The 2010s are officially behind us. We’re saying goodbye to a decade that birthed tons of fantastic games, and Nintendo was no slouch in releasing plenty of the most memorable titles. Beyond the best of the best like The Legend of Zelda: Breath of the Wild and Super Mario Odyssey, games like Xenoblade Chronicles stand at the top of their genre while new entries rejuvenated series like Donkey Kong Country and Fire Emblem. Hidden alongside these classics-in-the-making is Kid Icarus: Uprising, a spunky 3DS title from 2012 that does not enjoy a legacy matching its stunning quality or its strong initial sales and reception.
From the legendary Masahiro Sakurai and his team at Project Sora, Kid Icarus Uprising is a hybrid third-person shooter and rail shooter that draws players in with fast, addictive action and sweetens the package with hilarious voice acting, colorful and creative environments, and addictive scaling difficulties and weapon crafting systems. The unorthodox controls are an issue at first; many players, including me, played through hand cramps while adjusting to the game’s fast, twitchy stylus usage. Once hand muscles got used to the awkward, strained flexing, however, players were sucked into an energetic world teeming with mythological beasts and sarcastic back-and-forths.
While there are several amazing components under the game’s hood, the gameplay in Kid Icarus: Uprising steals the show. Fast-paced rail shooting and creative, heavily varied third-person segments were a joy to play again and again and again. Even after completing the single-player mode, I had no desire to put the title down, instead opting to spend hours and hours in multiplayer or pushing myself to experiment with the game’s many different weapon types while tackling levels at higher and higher difficulties.
Going into missions, you could set the game’s sliding difficulty scale wherever you wanted and then bet hearts, Kid Icarus: Uprising’s currency, on your beating the level. With your winnings, you could finance your growing armory by collecting and fusing weapon gems. Crafting stronger weapons gave you a better shot at a tougher difficulty the next go-around. You can see how the cycle repeated itself once or twice — or a few dozen times — while players were hooked on the incredible assortment of levels.
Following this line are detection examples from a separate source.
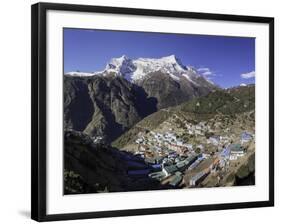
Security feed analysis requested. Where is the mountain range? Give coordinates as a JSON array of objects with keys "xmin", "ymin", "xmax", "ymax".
[{"xmin": 64, "ymin": 55, "xmax": 219, "ymax": 142}]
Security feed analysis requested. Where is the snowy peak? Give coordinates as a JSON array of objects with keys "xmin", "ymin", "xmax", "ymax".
[{"xmin": 67, "ymin": 54, "xmax": 213, "ymax": 85}]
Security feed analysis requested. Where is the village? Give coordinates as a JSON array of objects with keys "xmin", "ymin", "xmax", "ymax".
[{"xmin": 123, "ymin": 118, "xmax": 255, "ymax": 188}]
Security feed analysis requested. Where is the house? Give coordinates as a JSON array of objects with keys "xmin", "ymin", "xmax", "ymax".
[
  {"xmin": 170, "ymin": 175, "xmax": 182, "ymax": 187},
  {"xmin": 162, "ymin": 164, "xmax": 178, "ymax": 176},
  {"xmin": 189, "ymin": 170, "xmax": 209, "ymax": 186},
  {"xmin": 209, "ymin": 136, "xmax": 220, "ymax": 145},
  {"xmin": 128, "ymin": 169, "xmax": 150, "ymax": 176},
  {"xmin": 241, "ymin": 131, "xmax": 253, "ymax": 144},
  {"xmin": 228, "ymin": 144, "xmax": 245, "ymax": 156}
]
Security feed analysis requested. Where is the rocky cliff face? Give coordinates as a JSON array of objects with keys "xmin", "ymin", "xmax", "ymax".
[
  {"xmin": 64, "ymin": 55, "xmax": 217, "ymax": 142},
  {"xmin": 64, "ymin": 76, "xmax": 156, "ymax": 141},
  {"xmin": 64, "ymin": 131, "xmax": 168, "ymax": 194}
]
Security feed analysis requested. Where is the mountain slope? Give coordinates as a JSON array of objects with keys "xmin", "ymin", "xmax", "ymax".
[
  {"xmin": 112, "ymin": 85, "xmax": 255, "ymax": 148},
  {"xmin": 64, "ymin": 55, "xmax": 217, "ymax": 142},
  {"xmin": 64, "ymin": 76, "xmax": 156, "ymax": 141},
  {"xmin": 64, "ymin": 131, "xmax": 171, "ymax": 194}
]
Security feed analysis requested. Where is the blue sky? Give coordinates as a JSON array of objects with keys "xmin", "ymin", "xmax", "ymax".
[{"xmin": 64, "ymin": 28, "xmax": 255, "ymax": 87}]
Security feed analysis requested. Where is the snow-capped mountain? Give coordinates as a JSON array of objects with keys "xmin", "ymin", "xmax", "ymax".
[
  {"xmin": 66, "ymin": 55, "xmax": 206, "ymax": 85},
  {"xmin": 64, "ymin": 55, "xmax": 217, "ymax": 141}
]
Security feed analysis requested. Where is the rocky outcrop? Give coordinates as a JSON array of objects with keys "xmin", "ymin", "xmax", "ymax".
[
  {"xmin": 64, "ymin": 131, "xmax": 167, "ymax": 194},
  {"xmin": 64, "ymin": 76, "xmax": 156, "ymax": 142}
]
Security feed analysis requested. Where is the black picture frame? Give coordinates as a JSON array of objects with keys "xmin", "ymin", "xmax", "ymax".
[{"xmin": 31, "ymin": 3, "xmax": 274, "ymax": 221}]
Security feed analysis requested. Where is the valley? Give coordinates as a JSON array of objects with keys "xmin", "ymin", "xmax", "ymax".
[{"xmin": 64, "ymin": 55, "xmax": 255, "ymax": 194}]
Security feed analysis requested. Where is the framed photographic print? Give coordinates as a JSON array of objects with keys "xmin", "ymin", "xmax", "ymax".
[{"xmin": 32, "ymin": 3, "xmax": 274, "ymax": 221}]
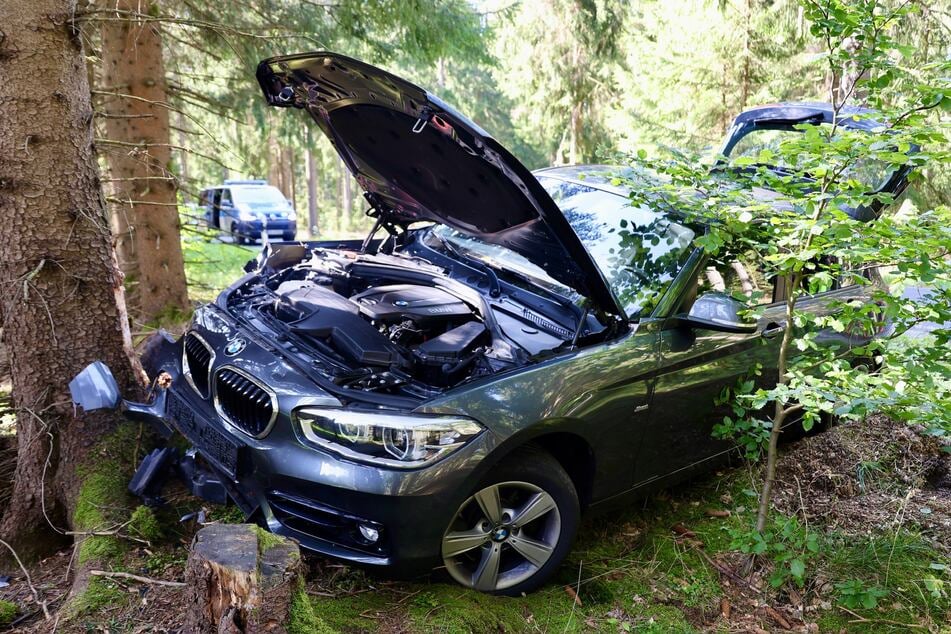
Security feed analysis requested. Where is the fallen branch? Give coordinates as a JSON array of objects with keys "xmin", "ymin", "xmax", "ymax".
[
  {"xmin": 89, "ymin": 570, "xmax": 185, "ymax": 588},
  {"xmin": 839, "ymin": 605, "xmax": 928, "ymax": 630},
  {"xmin": 0, "ymin": 539, "xmax": 53, "ymax": 621}
]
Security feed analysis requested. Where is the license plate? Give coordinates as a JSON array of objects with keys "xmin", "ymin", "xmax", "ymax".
[{"xmin": 166, "ymin": 391, "xmax": 241, "ymax": 479}]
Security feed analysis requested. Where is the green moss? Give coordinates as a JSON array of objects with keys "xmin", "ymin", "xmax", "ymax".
[
  {"xmin": 0, "ymin": 599, "xmax": 17, "ymax": 628},
  {"xmin": 254, "ymin": 524, "xmax": 290, "ymax": 553},
  {"xmin": 66, "ymin": 577, "xmax": 129, "ymax": 619},
  {"xmin": 287, "ymin": 586, "xmax": 336, "ymax": 634},
  {"xmin": 126, "ymin": 505, "xmax": 162, "ymax": 542},
  {"xmin": 211, "ymin": 504, "xmax": 245, "ymax": 524},
  {"xmin": 73, "ymin": 424, "xmax": 139, "ymax": 563}
]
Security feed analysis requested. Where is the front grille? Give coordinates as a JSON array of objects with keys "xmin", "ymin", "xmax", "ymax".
[
  {"xmin": 215, "ymin": 368, "xmax": 277, "ymax": 438},
  {"xmin": 182, "ymin": 332, "xmax": 215, "ymax": 398},
  {"xmin": 267, "ymin": 491, "xmax": 387, "ymax": 555}
]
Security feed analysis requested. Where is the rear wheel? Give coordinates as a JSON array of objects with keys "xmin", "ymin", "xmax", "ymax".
[{"xmin": 442, "ymin": 448, "xmax": 581, "ymax": 596}]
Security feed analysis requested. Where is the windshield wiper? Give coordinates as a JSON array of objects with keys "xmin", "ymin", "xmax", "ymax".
[{"xmin": 429, "ymin": 231, "xmax": 502, "ymax": 297}]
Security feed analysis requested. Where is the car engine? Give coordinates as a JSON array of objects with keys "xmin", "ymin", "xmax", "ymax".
[{"xmin": 219, "ymin": 247, "xmax": 572, "ymax": 397}]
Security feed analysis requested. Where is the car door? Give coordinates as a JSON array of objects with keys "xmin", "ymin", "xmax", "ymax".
[{"xmin": 634, "ymin": 258, "xmax": 784, "ymax": 486}]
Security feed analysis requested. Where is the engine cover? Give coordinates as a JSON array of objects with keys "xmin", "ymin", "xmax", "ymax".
[
  {"xmin": 276, "ymin": 281, "xmax": 399, "ymax": 366},
  {"xmin": 350, "ymin": 284, "xmax": 472, "ymax": 324}
]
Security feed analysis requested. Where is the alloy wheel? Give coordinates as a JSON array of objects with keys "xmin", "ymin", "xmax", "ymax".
[{"xmin": 442, "ymin": 482, "xmax": 561, "ymax": 592}]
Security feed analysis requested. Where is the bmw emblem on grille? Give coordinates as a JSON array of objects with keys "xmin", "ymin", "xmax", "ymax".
[{"xmin": 225, "ymin": 337, "xmax": 248, "ymax": 357}]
Combined with the stellar gameplay experience, the endearing charm in Kid Icarus: Uprising pushed the game to new heights and firmly established it as one of the best games on 3DS. Pit, Palutena, and the game’s many mythical heroes and villains always had something to say, and thanks to strong voice acting and a great script, that was a very good thing. Jokes were genuinely funny, Palutena was a believable mentor, and Pit gave off some seriously contagious and decidedly plucky enthusiasm as a developing warrior.
Aside from voice acting, towering bosses and the environments they inhabited built an adrenaline-pumping journey. Players traveled through massive coliseums, underwater palaces, cosmic seas, and a flaming underworld while facing legendary monsters like Hydra and Cerberus. In spectacle, personality, fun, and polish, Kid Icarus: Uprising is among the best of Nintendo’s 2010s efforts.
Unfortunately, Kid Icarus: Uprising faded from the public eye within a couple of years of its successful release, there was never any talk of a sequel or port, and there does not appear to be one on the horizon. What could have been the cornerstone of another reborn Nintendo IP was instead an exciting one-off return to an abandoned series. More content with Super Smash Bros., Sakurai seems quite satisfied with his one outing with Pit and co., and I don’t see how anyone can blame him for it. We got a self-contained, exciting foray into a mythical world of gods and beasts, with some of the best rail shooting since Star Fox 64 and some of Nintendo’s best third-person shooting, period. No matter what happens with the series in the future, Kid Icarus: Uprising is one heck of a game.